Starting a blog is tough. Thinking about what to post and how to promote it requires strategic planning. And will your content resonate with and delight your customers?
We haven’t even covered how often companies should post — a factor that can make or break even the greatest of content.
You might be surprised to know that even though there’s a surplus of hard data about why blog posts are integral to marketing, there’s not much on the frequency of posting. This is because, well, it depends.
If ambiguity gets your heart racing, fear not. Here, we’ll offer suggestions and stats to help inform your decision.
The frequency of blog posts depends on what’s best for your company. Smaller businesses have found comfort and success posting one to four times a week, while larger companies can push out daily and, sometimes, multiple daily posts.
If you’re a marketing team of one, don’t feel the need to constantly pump out content. If you do, you’ll probably find yourself getting burned out and releasing content that’s not beneficial to you or your audience.
Keeping a schedule when blogging is important for two reasons. First, it builds organic traffic. Next, it helps with brand awareness. We’ll get into why below.
Blogging is important for SEO if you want to increase visits to your website. But, if you are already posting valuable content, it might benefit you to go back and update that content, especially if after a little while, you want to give certain posts a boost.
Blog post traffic is compounding, which means it gains organic results over time. This is why updating posts are important. This gives you more reads, more recognition, and possibly, more fans.
Because Google can crawl every page of a website for SEO, every blog post you make has the chance to enhance not only optimization but awareness of your brand. For example, if you’re in the beauty industry and you publish high-quality posts about how to apply eyeliner or mascara, you have the opportunity to be seen in those Google search results.
To build brand loyalty, make sure you’re producing high-quality content. If you’re producing content with images, keywords, and industry-relevant content, you can increase your brand awareness.
So, blogging is still of high importance for brand discovery and building leads. If you’re trying to figure out the right publishing frequency for your team and your business, keep reading.
Blogging frequency ultimately depends on what you aim to accomplish with your blog. So, let’s look at the basics of how often you should blog for what you aim to accomplish.
If your main goal is to raise traffic numbers and bring clicks to your website and content, you want to post frequently. It’s ultimately up to you to determine what that schedule looks like.
As a small blog with a limited team, it can be difficult to brainstorm, create, and promote a new post every day. This is where planning comes in handy. When you’re coordinating your next product launch campaign, plan for blog posts in tandem, and set aside time to outline those posts.
Having the material outlined and organized before you begin writing saves you time. Because you want to publish as much as possible, think of content that will educate your readers. This can look different depending on the blog, but some blog ideas include industry how-tos, campaign round-ups, and listicles.
For more blog post ideas, check out this list of 101 ideas HubSpotters put together.
When you’re focusing on building your brand, the key is to diversify content. Try to think of the ways blog posts can highlight your brand and help to define it. How can a blog post tell your audience who you are?

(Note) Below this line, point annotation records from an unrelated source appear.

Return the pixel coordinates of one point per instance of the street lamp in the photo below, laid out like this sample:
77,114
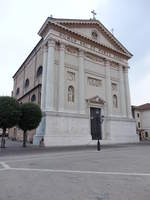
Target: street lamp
100,133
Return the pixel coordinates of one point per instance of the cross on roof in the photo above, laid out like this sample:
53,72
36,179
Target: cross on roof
94,14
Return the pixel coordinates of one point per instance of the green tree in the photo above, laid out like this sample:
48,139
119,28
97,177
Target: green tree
30,118
9,115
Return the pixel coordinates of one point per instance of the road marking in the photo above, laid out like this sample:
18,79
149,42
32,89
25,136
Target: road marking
4,165
43,157
80,172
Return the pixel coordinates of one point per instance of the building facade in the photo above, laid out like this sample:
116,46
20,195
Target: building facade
78,72
142,116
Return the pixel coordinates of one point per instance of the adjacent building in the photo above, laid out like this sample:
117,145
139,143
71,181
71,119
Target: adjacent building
77,73
142,116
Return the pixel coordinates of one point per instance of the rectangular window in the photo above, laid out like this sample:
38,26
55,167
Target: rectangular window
146,134
139,125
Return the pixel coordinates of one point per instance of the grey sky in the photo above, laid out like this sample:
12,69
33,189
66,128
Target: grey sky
21,20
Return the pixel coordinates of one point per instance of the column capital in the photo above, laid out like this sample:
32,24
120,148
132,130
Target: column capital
51,43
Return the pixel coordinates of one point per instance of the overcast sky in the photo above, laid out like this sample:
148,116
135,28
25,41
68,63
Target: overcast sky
20,20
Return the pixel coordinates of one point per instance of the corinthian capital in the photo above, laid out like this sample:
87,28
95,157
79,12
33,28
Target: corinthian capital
51,43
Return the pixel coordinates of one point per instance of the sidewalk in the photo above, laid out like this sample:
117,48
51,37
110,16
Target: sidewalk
15,148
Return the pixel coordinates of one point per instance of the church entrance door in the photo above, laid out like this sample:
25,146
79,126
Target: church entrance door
96,131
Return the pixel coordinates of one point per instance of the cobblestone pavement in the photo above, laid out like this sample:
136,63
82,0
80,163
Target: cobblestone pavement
120,172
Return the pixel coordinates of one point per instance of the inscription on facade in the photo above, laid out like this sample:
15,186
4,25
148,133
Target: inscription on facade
94,82
91,47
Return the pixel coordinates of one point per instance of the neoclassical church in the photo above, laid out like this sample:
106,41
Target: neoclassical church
78,74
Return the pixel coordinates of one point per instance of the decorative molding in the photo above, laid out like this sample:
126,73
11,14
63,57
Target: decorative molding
71,50
94,58
96,100
68,65
114,87
94,82
70,76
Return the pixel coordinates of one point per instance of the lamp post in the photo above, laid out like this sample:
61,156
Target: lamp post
98,140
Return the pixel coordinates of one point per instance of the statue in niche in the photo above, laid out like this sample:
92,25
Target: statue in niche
115,101
70,93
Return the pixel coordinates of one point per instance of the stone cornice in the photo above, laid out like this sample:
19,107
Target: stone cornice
59,23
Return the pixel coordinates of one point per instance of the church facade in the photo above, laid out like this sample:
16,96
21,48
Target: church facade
78,73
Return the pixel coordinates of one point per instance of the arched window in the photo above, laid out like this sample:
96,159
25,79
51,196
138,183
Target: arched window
115,101
94,35
17,91
26,83
70,93
39,71
33,98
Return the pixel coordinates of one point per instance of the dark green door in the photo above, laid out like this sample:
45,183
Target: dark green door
95,123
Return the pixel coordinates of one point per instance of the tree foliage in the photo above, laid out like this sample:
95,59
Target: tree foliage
9,114
30,118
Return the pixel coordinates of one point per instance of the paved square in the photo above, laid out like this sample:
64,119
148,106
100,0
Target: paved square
121,173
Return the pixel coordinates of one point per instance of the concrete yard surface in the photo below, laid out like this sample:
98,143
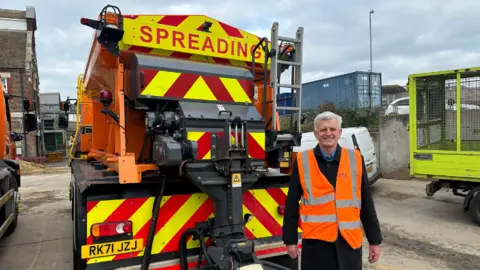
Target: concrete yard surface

Because your focus will be on building a voice for your company, these posts don’t need to be published as frequently as a traffic-building agenda would demand. Instead, smaller businesses should try to fit these in once a week or so.
Building brand awareness gives you a chance to provide useful information to your target audience. Providing branded infographics or statistics about your industry that are branded are good ways to build loyalty.

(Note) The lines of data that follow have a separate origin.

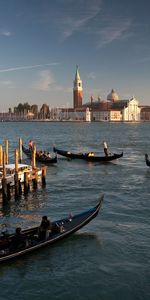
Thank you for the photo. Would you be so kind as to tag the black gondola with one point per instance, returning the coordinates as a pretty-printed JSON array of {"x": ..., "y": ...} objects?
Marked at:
[
  {"x": 147, "y": 160},
  {"x": 40, "y": 158},
  {"x": 90, "y": 156},
  {"x": 68, "y": 225}
]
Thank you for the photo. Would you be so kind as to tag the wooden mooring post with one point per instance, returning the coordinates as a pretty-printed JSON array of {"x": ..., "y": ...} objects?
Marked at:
[
  {"x": 20, "y": 150},
  {"x": 18, "y": 188},
  {"x": 44, "y": 176},
  {"x": 1, "y": 155},
  {"x": 6, "y": 150},
  {"x": 26, "y": 183},
  {"x": 4, "y": 180},
  {"x": 34, "y": 171}
]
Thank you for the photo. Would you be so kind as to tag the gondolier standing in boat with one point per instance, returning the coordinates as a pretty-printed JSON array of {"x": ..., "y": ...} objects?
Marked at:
[{"x": 105, "y": 148}]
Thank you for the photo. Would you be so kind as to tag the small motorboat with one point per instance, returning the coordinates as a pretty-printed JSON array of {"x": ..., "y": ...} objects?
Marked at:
[
  {"x": 89, "y": 156},
  {"x": 41, "y": 156},
  {"x": 66, "y": 226}
]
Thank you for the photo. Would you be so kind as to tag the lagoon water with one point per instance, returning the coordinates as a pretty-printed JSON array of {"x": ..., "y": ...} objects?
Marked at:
[{"x": 110, "y": 257}]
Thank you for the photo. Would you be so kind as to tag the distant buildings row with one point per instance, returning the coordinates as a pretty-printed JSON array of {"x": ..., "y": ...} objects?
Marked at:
[{"x": 110, "y": 110}]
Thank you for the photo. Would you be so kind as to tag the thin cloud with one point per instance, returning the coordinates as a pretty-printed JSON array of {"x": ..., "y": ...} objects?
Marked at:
[
  {"x": 91, "y": 75},
  {"x": 6, "y": 83},
  {"x": 45, "y": 80},
  {"x": 27, "y": 67},
  {"x": 5, "y": 33},
  {"x": 46, "y": 83},
  {"x": 114, "y": 31},
  {"x": 77, "y": 20}
]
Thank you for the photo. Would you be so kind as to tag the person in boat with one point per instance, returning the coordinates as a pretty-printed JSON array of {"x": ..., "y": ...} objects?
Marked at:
[
  {"x": 45, "y": 228},
  {"x": 105, "y": 147},
  {"x": 18, "y": 240},
  {"x": 91, "y": 154},
  {"x": 30, "y": 145}
]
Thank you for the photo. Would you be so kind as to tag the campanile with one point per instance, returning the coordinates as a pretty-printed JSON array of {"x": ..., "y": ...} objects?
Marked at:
[{"x": 77, "y": 90}]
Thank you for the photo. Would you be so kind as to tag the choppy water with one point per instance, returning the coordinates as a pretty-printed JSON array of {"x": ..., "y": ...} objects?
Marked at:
[{"x": 110, "y": 257}]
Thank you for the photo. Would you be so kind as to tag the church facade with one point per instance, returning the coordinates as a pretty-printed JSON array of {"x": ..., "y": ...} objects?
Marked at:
[{"x": 111, "y": 110}]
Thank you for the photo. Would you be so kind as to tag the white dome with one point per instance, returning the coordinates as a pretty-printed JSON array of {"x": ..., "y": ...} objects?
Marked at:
[{"x": 113, "y": 96}]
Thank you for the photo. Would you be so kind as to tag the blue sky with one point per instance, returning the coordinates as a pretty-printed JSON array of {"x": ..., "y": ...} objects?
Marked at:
[{"x": 42, "y": 41}]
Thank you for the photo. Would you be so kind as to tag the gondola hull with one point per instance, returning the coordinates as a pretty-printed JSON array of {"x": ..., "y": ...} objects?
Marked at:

Content can vary even further, from an “Employee of the month” post celebrating your team to an event recap of a recent company outing, or an infographic that explains your core values.

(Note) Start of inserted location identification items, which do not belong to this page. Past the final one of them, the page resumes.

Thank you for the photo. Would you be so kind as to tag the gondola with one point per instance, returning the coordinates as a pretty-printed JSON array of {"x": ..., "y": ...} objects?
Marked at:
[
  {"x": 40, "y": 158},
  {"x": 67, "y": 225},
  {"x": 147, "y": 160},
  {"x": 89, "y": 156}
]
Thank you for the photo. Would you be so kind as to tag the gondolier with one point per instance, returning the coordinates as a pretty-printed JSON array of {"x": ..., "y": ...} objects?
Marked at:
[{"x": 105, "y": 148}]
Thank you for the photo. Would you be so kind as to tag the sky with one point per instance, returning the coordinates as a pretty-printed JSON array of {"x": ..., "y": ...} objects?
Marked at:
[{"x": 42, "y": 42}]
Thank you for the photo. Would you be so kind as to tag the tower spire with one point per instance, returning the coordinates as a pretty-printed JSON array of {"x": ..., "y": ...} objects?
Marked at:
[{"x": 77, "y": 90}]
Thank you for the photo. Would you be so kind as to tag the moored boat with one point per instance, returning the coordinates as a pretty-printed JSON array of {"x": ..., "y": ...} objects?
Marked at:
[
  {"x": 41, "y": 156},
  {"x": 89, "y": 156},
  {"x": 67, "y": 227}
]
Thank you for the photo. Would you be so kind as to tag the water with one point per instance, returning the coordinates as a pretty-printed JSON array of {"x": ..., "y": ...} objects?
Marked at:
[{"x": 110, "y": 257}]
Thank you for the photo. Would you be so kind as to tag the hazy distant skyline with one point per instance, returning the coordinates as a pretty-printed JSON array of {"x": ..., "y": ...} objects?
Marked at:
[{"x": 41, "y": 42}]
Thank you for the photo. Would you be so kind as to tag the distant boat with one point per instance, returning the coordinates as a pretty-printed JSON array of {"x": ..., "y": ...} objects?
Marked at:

Below is a graphic that summarizes some goals to shoot for when thinking about blog frequency. Remember that updating posts with new information is a great way to build SEO, no matter the goal.
With proper planning in place, the volume of blogs you produce may surprise you. We chose the soft goal of three to four times a week for smaller blogs focusing on organic traffic because blogging should be a priority if boosting clicks is the goal.
In 2019, HubSpot found that marketers who prioritize marketing efforts are 13x more likely to see positive ROI. Making blogging a serious portion of your day-to-day is hard work, but rewarding in that you may garner visits and leads.
Larger blogs with a few team members are able to increase volume but should be wary of burnout and over-saturation of search engine results. That’s why the goal is four to five times a week. This ensures new posts have time to gain traffic and updated posts are being boosted properly to round out your campaign goals.
Because content for brand awareness is more specialized and not as focused on gaining traffic, the frequency of blog posts is not as high. We recommend smaller, brand-awareness focused blogs post one to two times a week. While they may not perform as well as researched, traffic-focused content, they give a voice and holistic medium to your blog.
For blogs with more resources, it’s easier to up the frequency of brand awareness posts, especially because large blogs probably already have a decent amount of organic traffic. There’s more room to focus on content that grows a company’s brand and provide thought leadership.
Starting a blog and keeping it consistent can be really difficult, but there’s no exact science to it. Because of this, you can be flexible with how you maintain your blog, as long as you are sticking to your business goals.